LES NOUVEAUX AUXILIAIRES DE LA POLICE
La brigade canine
opère une rafle au bois de Boulogne
Depuis quelque temps, on nous promettait à Paris des chiens policiers
comme il en existe en Belgique et en Allemagne. Nous les avons aujourd'hui.
Après quelques essais qui démontrèrent péremptoirement
son utilité, la brigade canine est entrée en fonctions, et sa
première rafle au bois de Boulogne a donné les meilleurs résultats.
C' est M. Simard, commissaire de police de Neuilly, qui proposa, le premier,
l' adoption des chiens pour assurer l' efficacité des rondes faites
au bois. Il se rendit à Gand, où le service des chiens policiers
fonctionne depuis plusieurs années.

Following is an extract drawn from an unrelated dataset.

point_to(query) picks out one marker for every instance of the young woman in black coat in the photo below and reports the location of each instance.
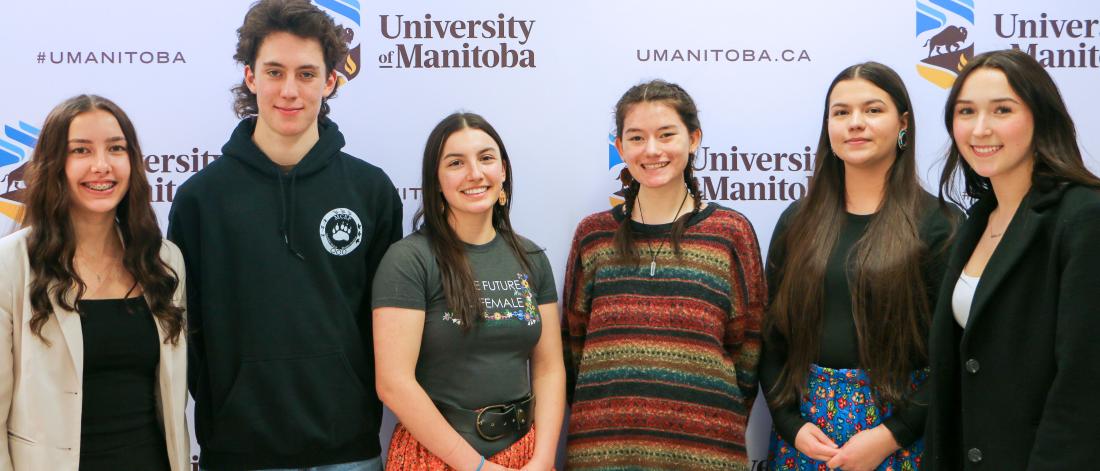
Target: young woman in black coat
(1015, 362)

Le commissaire en chef de la police
de Gand, M. Van Wesemaël, a été le véritable initiateur
de ce genre de sport. Sa police est renforcée de trente chiens qui
ne coûtent guère par an plus de 3,285 francs, somme minime comparée
aux services rendus et si l' on songe à ce que coûteraient les
effectifs humains qu' ils remplacent.
L' opinion de M. Van Wesemaël, c' est qu' un chien bien dressé
vaut trois hommes.
Les chiens mis au service de la police commencent leur service à l'
âge de six à huit mois. Pendant les quinze premiers jours, ils
sont retenus dans les chenils ; on les habitue à obéir. Ensuite,
les gardes de nuit qu' ils doivent accompagner dans leur tournée les
conduisent au poste central où ils trouvent réunis les gardes
de nuit de toute la section, avec lesquels ils se familiarisent. De là,
ils sont dirigés vers les points qu' ils sont chargés de surveiller.
Tous les gardes de nuit de la section reçoivent, dans les premiers
jours de l' arrivée d' un nouveau chien, un petit morceau de foie qu'
ils lui offrent, de façon à l' amadouer. Il faut maintenant
lui faire connaître, jusque dans ses moindres recoins, la circonscription
à la surveillance de laquelle il est affecté. Cela dure quelques
semaines, en augmentant progressivement la durée du service.
Dès que le nouveau venu connaît parfaitement les rues de son
quartier, qu' il en a flairé toutes les maisons, on lui apprend à
fureter, à faire le service d' éclaireur, à obéir
au commandement, à rejoindre son garde au premier appel, à marcher
devant, derrière et à côté de lui, à sauter,
à nager, à répondre immédiatement aux coups de
cornet des gardes de nuit des postes avoisinants demandant du secours, à
défendre son garde au cas où celui-ci serait attaqué,
à poursuivre les individus qui fuiraient et ceux qui sont porteurs
de paquets volumineux, à signaler la présence d' individus cachés,
etc. D' autre part, pour éviter qu' il ne cherche à se familiariser
avec le public, on le rend insociable, on l' habitue au bruit des armes à
feu, à ne pas ramasser d' ordures et à ne pas accepter de friandises
des étrangers.
L' éducation et le dressage complets d' un chien durent en moyenne
trois mois. Celui qui, après ce temps, ne répond pas à
ce qu' on attend de lui, est remplacé.
Les exploits de ces braves bêtes sont nombreux. Je ne veux retenir que
celui-ci, raconté par M. Van Wesemaël : au mois de Juillet de
l' an dernier, Azor, incorporé depuis quatre mois à peine, faisait
une tournée d' inspection. Tout à coup il tombe en arrêt
: quelque chose d' anormal se passe dans un jardinet voisin qui précède
une villa. Azor s' élance, va fureter et, peu d' instants après,
son garde entend des cris de femme. Azor venait de surprendre deux malfaiteurs
- un homme et une femme - en flagrant délit de cambriolage !
Tandis qu' Azor tenait la femme en respect jusqu' à l' arrivée
du garde, le complice prenait la fuite. Mais il ne courut pas loin; Azor l'
eut vite rejoint, et, à son tour, il le livra aux mains de la police.
Cependant, Azor ne se tenait pas pour satisfait. La double arrestation opérée,
il retourna à la villa cambriolée d' où il revint tenant
entre ses crocs un trousseau de fausses clefs !
Les chiens de police que M. Simard a ramenés de Gand sont des bêtes
robustes et admirablement dressées.
L' expérience qu' on vient de faire au bois de Boulogne avec leur collaboration
pour la recherche des rôdeurs a été couronnée de
succès. Les hommes le mieux dissimulés dans les fourrés
les plus touffus n' ont pas échappé à leur flair et la
police a fait, grâce à eux, une ample moisson de malandrins.
Il ne s' agit plus, maintenant, que de doter nos agents de quartier de ces
précieux auxiliaires, et bientôt, espérons-le, on pourra
dire de Paris comme de Gand que c' est une « ville sans apaches ».